One of the peloton's top lead-out men has questioned race organisers' increasing preference for climbing stages over bunch sprints which he says are popular with fans.
Australian Mark Renshaw, Mark Cavendish's chief lead man out at HTC-Highroad, said overall opportunities for pure sprinters had declined. "I don't know the angle in which race organisers are heading, there just seems to be a preference for climbing over pure sprinting... and I think people miss them," Renshaw told Cyclingnews.
He also questioned whether some stages that were bound to end in sprints needed to be so long.
"We don't need to race super-long stages to contest a sprint. I'm sure a 240km stage that's going to end in a sprint - you could do the same in 130kms."

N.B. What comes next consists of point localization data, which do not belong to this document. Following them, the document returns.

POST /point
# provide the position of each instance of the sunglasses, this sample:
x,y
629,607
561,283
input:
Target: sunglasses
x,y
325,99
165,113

While the comments from the fast man inevitably protect the interests of sprinters, their opportunities have declined. This year, in 38 days of racing at the Giro d'Italia, Critérium du Dauphiné and Tour de Suisse, the number of sprints which didn't end with the complicating factor of an uphill finish tallied four. In 2010, at the same races, eight stages ended with a bunch gallop.
His comments come in the aftermath of the Giro, which was criticised for being too hard. It looks likely the current race director, Angelo Zomegnan will lose his job as RCS Sport looks to change the race's direction.
However, the trend for complicated finishes will continue at the Tour de France. In the first week - traditionally packed with sprint opportunities - three stages are ruled out because of uphill finishes. The stage two team time trial is another lost opportunity, meaning sprinters like Cavendish, Tyler Farrar (Garmin-Cervélo) and the Francisco Ventoso (Movistar) will likely contend just three in the first week.